Dependency management: WORKSPACE, and its replacement

External dependencies (other repositories, prebuilt archives, other package ecosystems) were historically declared in a WORKSPACE file with manually-specified download URLs and content hashes — hermetic in the same sense as everything else (a pinned hash, not a floating version) but notoriously bad at resolving version conflicts between transitive dependencies, since WORKSPACE had no real resolution algorithm, just first-one-wins. Bzlmod (MODULE.bazel), Bazel's newer dependency system, replaces this with real version resolution (minimal version selection, similar in spirit to Go modules) while keeping the same underlying hermeticity guarantee — every resolved dependency still bottoms out in a content hash, just arrived at through an actual algorithm instead of file-declaration order.

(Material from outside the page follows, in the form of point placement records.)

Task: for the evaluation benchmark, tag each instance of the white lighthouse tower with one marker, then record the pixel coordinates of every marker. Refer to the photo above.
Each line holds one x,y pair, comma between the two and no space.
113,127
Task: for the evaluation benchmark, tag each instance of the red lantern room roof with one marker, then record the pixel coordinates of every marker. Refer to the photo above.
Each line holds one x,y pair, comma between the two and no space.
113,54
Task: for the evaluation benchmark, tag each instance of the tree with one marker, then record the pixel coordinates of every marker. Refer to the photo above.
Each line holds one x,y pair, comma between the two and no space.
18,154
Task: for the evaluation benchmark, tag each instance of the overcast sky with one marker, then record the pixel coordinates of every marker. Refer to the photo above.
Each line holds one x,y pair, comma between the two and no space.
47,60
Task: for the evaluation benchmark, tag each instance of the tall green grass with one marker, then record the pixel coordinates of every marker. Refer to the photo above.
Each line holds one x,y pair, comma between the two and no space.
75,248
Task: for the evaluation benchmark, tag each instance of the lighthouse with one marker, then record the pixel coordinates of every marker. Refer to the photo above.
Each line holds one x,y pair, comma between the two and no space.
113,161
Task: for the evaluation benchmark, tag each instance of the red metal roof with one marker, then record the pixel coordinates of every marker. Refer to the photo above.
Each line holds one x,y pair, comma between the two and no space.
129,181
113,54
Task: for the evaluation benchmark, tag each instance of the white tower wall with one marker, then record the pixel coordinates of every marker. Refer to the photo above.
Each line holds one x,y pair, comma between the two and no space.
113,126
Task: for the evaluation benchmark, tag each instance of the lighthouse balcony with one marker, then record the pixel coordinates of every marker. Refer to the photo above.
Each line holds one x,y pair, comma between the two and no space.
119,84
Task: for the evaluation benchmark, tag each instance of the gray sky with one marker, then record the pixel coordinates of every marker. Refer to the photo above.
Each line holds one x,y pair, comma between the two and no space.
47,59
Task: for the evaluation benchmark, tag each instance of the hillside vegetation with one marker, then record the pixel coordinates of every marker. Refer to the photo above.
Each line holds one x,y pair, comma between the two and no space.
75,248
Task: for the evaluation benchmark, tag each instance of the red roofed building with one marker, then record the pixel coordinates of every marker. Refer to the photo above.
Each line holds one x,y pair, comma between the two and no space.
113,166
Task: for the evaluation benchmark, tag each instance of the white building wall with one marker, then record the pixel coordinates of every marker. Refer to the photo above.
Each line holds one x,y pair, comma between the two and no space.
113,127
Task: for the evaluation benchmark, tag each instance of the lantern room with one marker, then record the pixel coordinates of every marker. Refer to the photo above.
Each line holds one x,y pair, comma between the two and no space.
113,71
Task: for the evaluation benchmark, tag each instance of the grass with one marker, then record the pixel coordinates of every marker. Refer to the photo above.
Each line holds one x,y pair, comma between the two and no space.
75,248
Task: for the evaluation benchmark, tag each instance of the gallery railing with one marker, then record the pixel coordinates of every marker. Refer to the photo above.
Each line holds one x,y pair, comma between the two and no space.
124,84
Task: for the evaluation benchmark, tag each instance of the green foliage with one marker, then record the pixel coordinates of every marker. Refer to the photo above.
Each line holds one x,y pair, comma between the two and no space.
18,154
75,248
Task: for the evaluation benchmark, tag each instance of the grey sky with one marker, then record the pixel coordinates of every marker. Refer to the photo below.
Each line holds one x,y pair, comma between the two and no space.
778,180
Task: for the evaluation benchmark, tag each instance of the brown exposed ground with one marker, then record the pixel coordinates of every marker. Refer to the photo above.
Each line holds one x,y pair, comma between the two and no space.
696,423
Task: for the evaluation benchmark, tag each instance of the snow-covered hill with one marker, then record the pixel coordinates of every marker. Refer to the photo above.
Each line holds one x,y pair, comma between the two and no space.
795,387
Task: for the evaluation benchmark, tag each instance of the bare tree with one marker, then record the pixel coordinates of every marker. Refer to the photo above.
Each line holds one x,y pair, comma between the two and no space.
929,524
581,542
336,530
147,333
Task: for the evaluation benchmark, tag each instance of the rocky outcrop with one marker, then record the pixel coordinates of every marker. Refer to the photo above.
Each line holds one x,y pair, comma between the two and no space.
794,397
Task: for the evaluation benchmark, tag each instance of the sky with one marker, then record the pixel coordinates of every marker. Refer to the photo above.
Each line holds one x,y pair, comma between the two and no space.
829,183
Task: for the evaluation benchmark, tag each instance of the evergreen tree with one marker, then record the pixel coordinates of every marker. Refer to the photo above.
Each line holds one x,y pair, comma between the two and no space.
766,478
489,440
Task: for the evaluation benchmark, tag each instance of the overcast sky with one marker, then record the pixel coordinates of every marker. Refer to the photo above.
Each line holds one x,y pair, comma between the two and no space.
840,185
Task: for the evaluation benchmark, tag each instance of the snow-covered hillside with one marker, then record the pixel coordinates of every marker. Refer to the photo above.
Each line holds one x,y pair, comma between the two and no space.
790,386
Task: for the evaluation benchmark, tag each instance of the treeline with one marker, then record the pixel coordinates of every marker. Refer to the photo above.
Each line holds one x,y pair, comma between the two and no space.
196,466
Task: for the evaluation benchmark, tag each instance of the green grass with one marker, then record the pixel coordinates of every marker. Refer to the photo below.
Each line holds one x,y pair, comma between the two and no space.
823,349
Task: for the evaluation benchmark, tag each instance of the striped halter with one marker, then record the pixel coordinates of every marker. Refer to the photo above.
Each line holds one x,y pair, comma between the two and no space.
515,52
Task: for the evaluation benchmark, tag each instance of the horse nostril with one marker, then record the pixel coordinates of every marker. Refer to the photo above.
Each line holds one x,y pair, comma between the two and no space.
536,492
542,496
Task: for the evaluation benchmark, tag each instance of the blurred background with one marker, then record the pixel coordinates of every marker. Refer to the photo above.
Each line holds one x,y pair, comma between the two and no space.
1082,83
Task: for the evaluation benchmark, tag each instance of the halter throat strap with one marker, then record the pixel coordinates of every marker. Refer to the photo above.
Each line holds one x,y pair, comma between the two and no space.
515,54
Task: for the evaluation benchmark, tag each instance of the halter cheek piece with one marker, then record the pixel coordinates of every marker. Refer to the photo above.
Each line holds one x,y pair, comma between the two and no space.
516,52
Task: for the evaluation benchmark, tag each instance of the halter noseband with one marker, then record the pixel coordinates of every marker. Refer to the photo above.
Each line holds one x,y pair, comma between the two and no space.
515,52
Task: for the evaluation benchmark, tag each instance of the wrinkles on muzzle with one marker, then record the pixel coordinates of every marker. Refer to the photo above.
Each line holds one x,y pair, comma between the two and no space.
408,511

Introspecting the graph: bazel query

Because the entire dependency graph is explicit — no step can have a dependency it didn't declare — it's also fully queryable, not just executable:

bazel query 'deps(//src/mylib:app)'
bazel query 'rdeps(//..., //src/utils:utils)'   # what depends on utils?
bazel query 'somepath(//src/mylib:app, //src/legacy:old_lib)'

rdeps (reverse dependencies) answers "what breaks if I change this target?" directly from the graph, before running any build at all — a question Make or Gradle can only answer by grepping build files by hand, since neither maintains the graph as a first-class, query-able structure independent of actually executing it.

Why the friction is usually the point

Bazel has a reputation for being heavyweight to adopt, and the reputation is earned: every external dependency needs an explicit, hashed declaration, every target needs accurate deps, and there's no "reasonable default" escape hatch the way Make lets a recipe just shell out to whatever's on $PATH. That friction is the hermeticity property showing up at build-file-authoring time instead of at "why did this build break on a different machine" time — the same correctness Make and Gradle chapters described as their sharp edges (timestamps as a leaky proxy, task bodies with unchecked side effects) is what Bazel spends its extra ceremony to close off entirely, at the cost of never being the quick, no-config option for a small project that a Makefile still is.